The real people in “Big Stick”

My steampunk novel BIG STICK obviously features Teddy Roosevelt (as seen on the cover, drawn by Hugo-winning “Girl Genius” artist Phil Foglio). But I tried to incorporate many other actual, real people into the book as well. Doing so was tremendously fun. If I needed a doctor for the story, I’d research who could possibly fit that actually existed at the time. I read biographies and articles to try to get their personalities down.

So for those who have read the book and are interested (and for those who haven’t but find this interesting) here are some of the other real people who appear in the novel. Warning: Some minor spoilers ahead.

Mark Twain: Of course, I had to include one of my favorite authors. I don’t think I have to explain who he is. Since the book takes place in 1898 (when Teddy Roosevelt was Commissioner of Police in Manhattan), Twain is quite old. That doesn’t stop him from helping, of course, with his riverboat that turns into a zeppelin. (Hey, it’s a steampunk novel. Zeppelins are required). He also assists in pulling a trick on the bad guys which, well, gets weird.

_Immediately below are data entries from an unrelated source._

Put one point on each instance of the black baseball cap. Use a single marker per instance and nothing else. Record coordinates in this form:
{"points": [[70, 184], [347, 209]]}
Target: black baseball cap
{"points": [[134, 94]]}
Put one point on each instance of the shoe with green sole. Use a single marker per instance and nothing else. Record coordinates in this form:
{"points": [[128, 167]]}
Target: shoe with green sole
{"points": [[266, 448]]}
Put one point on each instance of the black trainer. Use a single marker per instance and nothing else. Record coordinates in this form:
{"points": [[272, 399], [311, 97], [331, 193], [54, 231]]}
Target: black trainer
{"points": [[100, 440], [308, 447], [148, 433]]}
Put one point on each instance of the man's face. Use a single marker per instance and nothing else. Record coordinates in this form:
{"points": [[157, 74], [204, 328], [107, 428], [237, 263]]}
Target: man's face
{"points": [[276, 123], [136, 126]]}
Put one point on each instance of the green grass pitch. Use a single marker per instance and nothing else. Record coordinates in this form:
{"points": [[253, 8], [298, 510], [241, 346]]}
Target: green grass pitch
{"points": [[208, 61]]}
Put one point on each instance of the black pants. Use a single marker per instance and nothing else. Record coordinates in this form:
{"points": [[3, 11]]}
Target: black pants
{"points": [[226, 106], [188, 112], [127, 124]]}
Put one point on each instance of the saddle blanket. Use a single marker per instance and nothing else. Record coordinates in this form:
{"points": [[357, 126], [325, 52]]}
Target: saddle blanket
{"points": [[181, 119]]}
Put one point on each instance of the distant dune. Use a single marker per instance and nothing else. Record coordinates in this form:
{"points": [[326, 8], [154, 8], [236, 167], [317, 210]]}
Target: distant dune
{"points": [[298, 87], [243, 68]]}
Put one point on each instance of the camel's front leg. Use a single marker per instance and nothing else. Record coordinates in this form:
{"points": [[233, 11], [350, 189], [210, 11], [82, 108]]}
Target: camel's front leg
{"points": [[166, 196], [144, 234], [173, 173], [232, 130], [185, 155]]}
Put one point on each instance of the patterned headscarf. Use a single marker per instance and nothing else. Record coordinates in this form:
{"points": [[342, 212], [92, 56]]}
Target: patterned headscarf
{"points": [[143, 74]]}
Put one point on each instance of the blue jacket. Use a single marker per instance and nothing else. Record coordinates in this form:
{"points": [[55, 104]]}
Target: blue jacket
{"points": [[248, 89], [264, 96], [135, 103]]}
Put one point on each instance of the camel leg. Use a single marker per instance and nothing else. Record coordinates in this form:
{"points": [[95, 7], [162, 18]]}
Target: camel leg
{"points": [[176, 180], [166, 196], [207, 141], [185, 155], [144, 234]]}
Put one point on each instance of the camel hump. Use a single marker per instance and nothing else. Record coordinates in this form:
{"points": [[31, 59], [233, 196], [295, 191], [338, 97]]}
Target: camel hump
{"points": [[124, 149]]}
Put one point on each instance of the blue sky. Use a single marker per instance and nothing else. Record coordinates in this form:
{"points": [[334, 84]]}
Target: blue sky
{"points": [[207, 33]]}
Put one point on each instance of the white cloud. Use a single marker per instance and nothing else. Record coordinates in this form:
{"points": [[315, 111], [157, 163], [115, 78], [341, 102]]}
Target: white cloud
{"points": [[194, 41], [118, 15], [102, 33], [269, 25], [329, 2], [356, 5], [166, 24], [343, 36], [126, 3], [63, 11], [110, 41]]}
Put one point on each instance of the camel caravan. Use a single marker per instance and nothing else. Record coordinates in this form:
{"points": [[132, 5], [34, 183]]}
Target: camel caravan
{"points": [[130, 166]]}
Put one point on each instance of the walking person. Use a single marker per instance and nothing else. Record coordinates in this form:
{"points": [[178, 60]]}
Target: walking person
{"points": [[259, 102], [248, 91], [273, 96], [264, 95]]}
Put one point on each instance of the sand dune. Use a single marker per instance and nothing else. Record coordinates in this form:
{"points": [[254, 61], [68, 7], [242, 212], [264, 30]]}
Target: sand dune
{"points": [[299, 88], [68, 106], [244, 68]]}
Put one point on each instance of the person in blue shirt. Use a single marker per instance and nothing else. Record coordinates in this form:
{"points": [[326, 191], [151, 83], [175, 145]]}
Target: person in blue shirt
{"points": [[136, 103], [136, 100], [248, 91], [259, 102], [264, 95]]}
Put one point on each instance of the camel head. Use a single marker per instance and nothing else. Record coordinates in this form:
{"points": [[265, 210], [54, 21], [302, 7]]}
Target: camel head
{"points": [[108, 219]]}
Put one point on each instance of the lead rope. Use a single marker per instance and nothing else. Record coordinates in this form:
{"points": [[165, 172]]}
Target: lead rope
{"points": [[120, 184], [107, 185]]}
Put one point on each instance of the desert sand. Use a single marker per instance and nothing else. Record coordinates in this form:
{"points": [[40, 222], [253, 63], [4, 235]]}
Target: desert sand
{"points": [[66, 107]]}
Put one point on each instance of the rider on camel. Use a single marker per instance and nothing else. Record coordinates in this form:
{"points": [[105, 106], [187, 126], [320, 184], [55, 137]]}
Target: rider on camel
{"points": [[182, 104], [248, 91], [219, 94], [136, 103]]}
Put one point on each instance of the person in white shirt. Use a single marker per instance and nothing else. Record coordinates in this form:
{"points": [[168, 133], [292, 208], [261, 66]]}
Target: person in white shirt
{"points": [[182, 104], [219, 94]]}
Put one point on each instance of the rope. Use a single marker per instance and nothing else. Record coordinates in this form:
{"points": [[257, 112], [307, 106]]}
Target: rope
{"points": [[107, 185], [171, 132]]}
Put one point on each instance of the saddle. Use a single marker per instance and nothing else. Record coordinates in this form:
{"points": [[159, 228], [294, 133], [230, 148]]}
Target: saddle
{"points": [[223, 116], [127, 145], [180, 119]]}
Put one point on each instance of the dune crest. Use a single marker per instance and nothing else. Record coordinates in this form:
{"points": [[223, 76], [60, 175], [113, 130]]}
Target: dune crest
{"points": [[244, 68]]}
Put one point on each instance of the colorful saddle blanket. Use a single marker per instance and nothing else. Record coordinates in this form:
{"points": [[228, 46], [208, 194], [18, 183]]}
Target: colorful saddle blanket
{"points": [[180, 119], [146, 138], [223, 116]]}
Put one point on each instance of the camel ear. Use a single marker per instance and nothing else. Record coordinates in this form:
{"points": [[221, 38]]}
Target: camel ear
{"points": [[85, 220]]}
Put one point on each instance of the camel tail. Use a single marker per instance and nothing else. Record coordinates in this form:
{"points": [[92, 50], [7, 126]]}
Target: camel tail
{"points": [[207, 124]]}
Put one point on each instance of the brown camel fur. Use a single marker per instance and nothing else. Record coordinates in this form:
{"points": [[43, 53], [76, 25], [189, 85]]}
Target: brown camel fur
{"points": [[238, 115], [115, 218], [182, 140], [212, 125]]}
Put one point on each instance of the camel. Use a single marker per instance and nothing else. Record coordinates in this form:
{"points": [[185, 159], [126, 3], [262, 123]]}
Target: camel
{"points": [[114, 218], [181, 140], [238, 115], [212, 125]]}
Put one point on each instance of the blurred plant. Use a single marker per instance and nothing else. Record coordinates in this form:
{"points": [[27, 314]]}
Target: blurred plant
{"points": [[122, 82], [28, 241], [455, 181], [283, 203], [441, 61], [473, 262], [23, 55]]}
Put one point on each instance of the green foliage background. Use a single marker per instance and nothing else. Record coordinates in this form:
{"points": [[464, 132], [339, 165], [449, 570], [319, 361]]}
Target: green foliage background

Harriett Tubman: Tubman was the hero who helped slaves escape to the north with her “underground railroad” before and during the Civil War. Since the book’s publication, she’s been the subject of a mostly-fictional movie about her life and will soon be featured on the $20 bill. In BIG STICK, she is quite old, travels around in a steam-powered wheelchair, runs a secret organization dedicated to fighting injustice, and doesn’t take guff from anybody.

Edward Bouchet: Bouchet was a scientist who was the first African-American to get a doctorate from Yale. After graduating, however, he could not find a job because of racial discrimination and ended up teaching at minor schools and even becoming a High School principal. In BIG STICK, unable to find work, he gets recruited by Tubman’s secret organization as their device expert (sort of like “Q” to James Bond). I probably made him a bit more “mad scientisty” than he actually was…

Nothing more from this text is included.